C’est bien là l’orientation, dans cette volonté ferme et constructrice de refuser l’enchaînement des partis pris dans les querelles diverses, les crises variées, les invasions spasmodiques de tel ou tel territoire dont notre chronique soi disant “politique” est pleine. Ce que je réclame pour notre compte, c’est d’aller au plus puissant, au plus efficace, au plus dévastateur pour le Système. Je réfute absolument l’intérêt de soutenir, selon la logique politique “rationnelle” (y compris pour des opposants au Système, bien entendu), une cause jusqu’à son terme, dans les événements terrestres, par le seul entraînement de sa logique de combat et en croyant que le résultat sera une avancée contre le Système. La raison est que cette cause, nécessairement composée d’éléments du Système en plus ou moins grand nombre, évoluera de telle façon qu’en avançant vers sa victoire, – en prenant ce cas qui paraît le plus avantageux, – à un moment ou l’autre le Système pourra s’écrier : “mais c’est ma cause !”, et ainsi la récupérer… (Si, un jour, on s’avisait que ce n’est pas le cas, alors c’est que nous serions sorti de cette organisation en système, ou que le Système serait assez affaibli dans son effondrement pour permettre à une opposition de s’extraire de son influence et de le frapper décisivement de l’extérieur ; nous serions alors au bout de nos peines, et nous pourrions fêter la prochaine mort du Système, – et je serais le premier à le faire.)

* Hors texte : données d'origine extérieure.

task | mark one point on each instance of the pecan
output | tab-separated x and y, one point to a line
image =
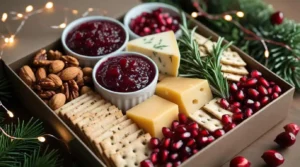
40	59
54	55
70	61
46	94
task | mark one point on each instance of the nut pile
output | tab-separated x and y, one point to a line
56	78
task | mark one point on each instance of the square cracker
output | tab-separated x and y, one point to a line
232	58
206	121
134	153
215	109
234	69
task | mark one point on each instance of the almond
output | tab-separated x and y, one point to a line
57	101
69	73
56	66
56	80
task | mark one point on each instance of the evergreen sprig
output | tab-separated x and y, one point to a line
193	65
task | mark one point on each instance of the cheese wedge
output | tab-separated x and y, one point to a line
162	48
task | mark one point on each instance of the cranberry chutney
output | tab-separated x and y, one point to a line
126	73
96	38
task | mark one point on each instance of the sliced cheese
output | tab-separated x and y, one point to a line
154	114
162	48
190	94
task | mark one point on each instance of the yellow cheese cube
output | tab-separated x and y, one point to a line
189	93
154	114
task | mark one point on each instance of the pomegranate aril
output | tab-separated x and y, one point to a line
263	82
285	139
292	127
255	74
226	119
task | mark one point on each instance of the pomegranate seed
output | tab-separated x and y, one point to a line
218	133
228	127
285	139
182	118
154	158
253	93
255	74
263	82
226	119
237	117
177	145
275	95
224	103
165	143
146	163
163	156
292	127
262	90
264	101
277	89
239	162
167	132
272	158
240	95
174	124
154	143
233	88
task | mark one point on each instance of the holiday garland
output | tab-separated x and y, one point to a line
280	37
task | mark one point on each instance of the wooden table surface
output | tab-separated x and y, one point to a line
37	34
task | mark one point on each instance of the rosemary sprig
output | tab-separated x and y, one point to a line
193	65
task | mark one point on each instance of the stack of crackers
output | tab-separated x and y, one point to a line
115	139
233	66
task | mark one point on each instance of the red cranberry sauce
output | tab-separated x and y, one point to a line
96	38
125	73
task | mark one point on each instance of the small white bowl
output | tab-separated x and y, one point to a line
85	59
149	7
126	100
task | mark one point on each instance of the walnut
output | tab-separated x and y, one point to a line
40	59
71	90
70	61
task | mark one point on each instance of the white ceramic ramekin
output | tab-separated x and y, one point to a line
148	7
84	59
126	100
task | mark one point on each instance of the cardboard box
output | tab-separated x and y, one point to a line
216	154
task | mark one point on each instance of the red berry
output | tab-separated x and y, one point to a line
218	133
229	127
285	139
239	162
167	132
292	127
182	118
146	163
154	143
224	103
226	119
263	82
272	158
255	74
277	18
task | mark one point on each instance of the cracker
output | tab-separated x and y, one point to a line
232	58
215	109
134	153
232	77
234	69
206	121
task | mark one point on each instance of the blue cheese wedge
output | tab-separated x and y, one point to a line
162	48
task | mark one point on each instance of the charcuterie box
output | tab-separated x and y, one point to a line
215	154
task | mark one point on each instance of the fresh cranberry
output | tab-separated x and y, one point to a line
292	127
273	158
240	162
285	139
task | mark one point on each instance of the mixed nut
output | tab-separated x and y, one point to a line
56	78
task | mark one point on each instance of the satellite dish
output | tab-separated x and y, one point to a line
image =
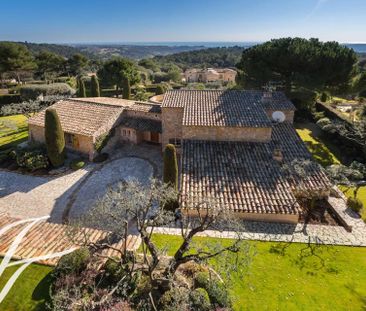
278	116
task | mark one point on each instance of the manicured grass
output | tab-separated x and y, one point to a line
324	153
10	137
320	151
30	291
333	278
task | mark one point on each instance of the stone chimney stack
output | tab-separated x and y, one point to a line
267	96
277	152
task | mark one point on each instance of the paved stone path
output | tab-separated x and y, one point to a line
24	196
110	174
319	234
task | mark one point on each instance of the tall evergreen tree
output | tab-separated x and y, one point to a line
94	87
126	92
55	140
81	88
170	174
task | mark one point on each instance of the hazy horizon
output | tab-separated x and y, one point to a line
121	21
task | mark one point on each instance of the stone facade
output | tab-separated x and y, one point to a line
75	142
172	119
289	114
219	133
133	136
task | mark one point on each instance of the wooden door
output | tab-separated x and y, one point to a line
154	137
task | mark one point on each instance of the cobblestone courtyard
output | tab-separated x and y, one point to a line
25	196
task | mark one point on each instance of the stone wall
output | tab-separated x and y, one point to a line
227	133
172	119
83	144
142	114
289	114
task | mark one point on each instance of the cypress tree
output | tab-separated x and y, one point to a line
170	174
81	88
55	140
126	92
94	87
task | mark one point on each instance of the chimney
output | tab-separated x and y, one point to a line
267	96
277	152
277	155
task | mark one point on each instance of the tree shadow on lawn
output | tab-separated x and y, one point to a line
312	258
320	153
41	292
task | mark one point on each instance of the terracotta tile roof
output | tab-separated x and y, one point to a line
225	107
141	124
81	117
145	107
243	175
110	101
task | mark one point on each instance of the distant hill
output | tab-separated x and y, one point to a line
212	57
63	50
133	51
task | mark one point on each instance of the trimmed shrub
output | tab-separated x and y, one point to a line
201	280
77	164
176	299
94	87
191	268
200	300
170	174
32	160
355	204
160	89
102	140
33	91
324	97
8	99
113	271
74	262
126	91
362	93
323	122
101	157
55	140
81	88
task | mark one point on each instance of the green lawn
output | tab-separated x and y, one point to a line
10	137
30	291
331	279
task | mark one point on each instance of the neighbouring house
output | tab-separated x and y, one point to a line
231	144
210	75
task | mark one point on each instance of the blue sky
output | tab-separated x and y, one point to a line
71	21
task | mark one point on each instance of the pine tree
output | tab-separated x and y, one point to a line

Vous connaissez l’exemple significatif de cette forme de pensée, – exemple pour l’instant parfaitement satisfaisant de mon point de vue puisque la situation paradoxalement dommageable n’est nullement accomplie… Imaginez qu’une démocratie “satisfaisante” ait été établie en Egypte, sans coup férir et sans à-coup, sans incident, sans pression, sans résultats très déséquilibrés et pas trop dérangeants, disons ce mois-ci, comme c’était prévu (en février, on envisageait les élections en septembre), – c’est-à-dire, un résultat qui serait l’archétype de la démocratie “satisfaisante”. Vous verriez tous les dirigeants-Système défiler au Caire, phagocyter le nouveau pouvoir, le flatter, l’acclamer, – bref, le récupérer ; et lui, le “nouveau pouvoir” évidemment démocratique, de roucouler en accueillant tous ces dirigeants-Système. Au contraire, il y a la situation actuelle, avec des militaires faiblards et couards qui tiennent l’essentiel du pouvoir, des aspirants-présidents démocrates qui ont besoin de la rue pour les soutenir contre les militaires, des opposants démocrates qui distillent leur amertume, etc. ; personne n’est satisfait de rien et tout le monde se méfie de chacun… Au bout de ce désordre, vous avez la tension actuelle qui favorise les puissantes évolutions naturelles qui nous dépassent, où la dynamique même de la situation contribue massivement, après la déstructuration initiale (chute de Moubarak), à dissoudre les liens établis par l’Égypte avec Israël et les USA, à rapprocher l’Égypte de la Turquie, à favoriser l’affirmation de la Palestine, à isoler Israël et à transformer sa stratégie belliciste de projection de force en une tactique médiocre d’accommodement, de retraites négociées, d’humiliations acceptées, etc. Voilà une situation qui permet, qui recommande et qui satisfait le “non-parti pris”, qui reflète ce qu’il est exactement souhaitable d’attendre de l’évolution de la situation pour qu’elle soit précisément anti-Système ; dans cette sorte d’inaccomplissement dans un environnement qui reste celui du Système, ce qui conduit nécessairement toutes les insatisfactions à exprimer à un moment ou l’autre une logique anti-Système (c’est le cas avec les tensions des liens de l’Egypte avec Israël et les USA).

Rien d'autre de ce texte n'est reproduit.